The Achievement of “Mobility Optimization”

Roads these days now cater for a variety of users, all with differing needs and requirements. To do this, many a driver will have observed the ever growing emergence of a number of specialist lanes segmenting the bitumen for motorised vehicles, cyclists, roller skaters, skateboarders, those wanting to travel slowly, and of course pedestrians. Each lane is typically branded with a painted logo and may even enjoy a unique colour and/or road texture to provide additional differentiation.

No longer do roads just exist for the humble automobile, they now facilitate the movement of a many a mode of transport. The result is what I will term “mobility optimization”.

There is another transport corridor which could benefit greatly from the use of “mobility optimization”, and that is in the corporate office.

Most offices have a maze of corridors that link employees between various work stations, meeting rooms, food lounges and of course those dead-end traffic zones known as photocopy rooms. People are all walking at different speeds, some dawdling along in deep thought, others perched up against a wall enjoying some social interchange creating a walking hazard for others, some carefully juggling a number of work items such as computers, folders and a steaming long black coffee cup that is poised for spillage, others just in a hurry to get out of the building!

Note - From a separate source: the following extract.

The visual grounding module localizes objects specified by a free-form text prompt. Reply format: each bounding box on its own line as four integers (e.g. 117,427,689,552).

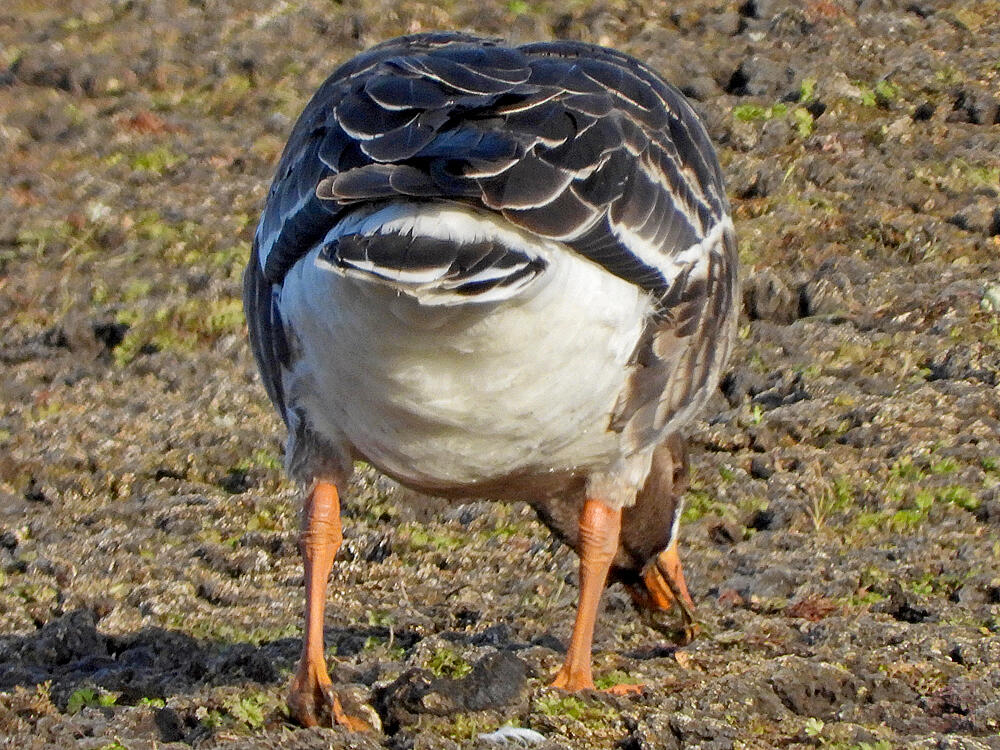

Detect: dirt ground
0,0,1000,750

The solution is obvious! The corporate office needs to establish transit lanes in the workplace corridors to facilitate “mobility optimization”.

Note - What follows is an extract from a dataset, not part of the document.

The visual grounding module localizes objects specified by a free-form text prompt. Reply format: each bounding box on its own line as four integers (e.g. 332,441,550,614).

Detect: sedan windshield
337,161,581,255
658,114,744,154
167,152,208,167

For those people in a hurry, their corridor lane could be made from polished floorboards to assist fast walking, running or even the use of corporate approved roller skates (furnishing the company logo) for the achievement of optimum speed around the building.

The slow walking lane would consist of a thick shag pile carpet, together with the occasional table and chair on which a number of drinking glasses would be placed to support and maintain the reduced speed objective.

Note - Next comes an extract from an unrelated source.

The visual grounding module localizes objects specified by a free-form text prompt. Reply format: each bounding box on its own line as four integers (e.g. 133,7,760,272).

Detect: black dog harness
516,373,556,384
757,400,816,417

Like on a freeway, where car breakdown zones exist on the side of the road out of harms way, office corridors would be designed with “dialog zones” where employees could stop and socialise in small out of the way “bunker nooks” that do not hinder those co-workers that are on the move.

Surveillance speed cameras could be mounted above each corridor to ensure the correct use of each lane. Those employees observed not following the “terms and conditions” of their selected lane usage, would receive a “mobility optimization infringement notice” that would be E-mailed to their work computer. Those repeat infringement offenders, would feel the wrath of the corporate wandering wofters! (a wrath that most people do not want to experience!).

So, in order to eliminate your corporate office of all movement hindrance resulting in transport inefficiency, may I suggest that you initiate a program of “mobility optimization” and enjoy a much more pleasant and effective office environment!

The Secret Wandering Wofter Xmas Tally


At 9:37 PM on the 24th December in all innovative corporate organizations, a dim yellow light can be seen permeating under the door of a room that is hidden to most employees. This room, one that is normally dormant and unregistered in the corporate room-booking directory, is on this occasion full of virtuous activity.

On sneaking into the room, you will see it jam-packed with all the “Wandering Wofters” who have a secret role in the corporate organization, that being to see which employees have been “good” and those who have been “naughty” throughout the year.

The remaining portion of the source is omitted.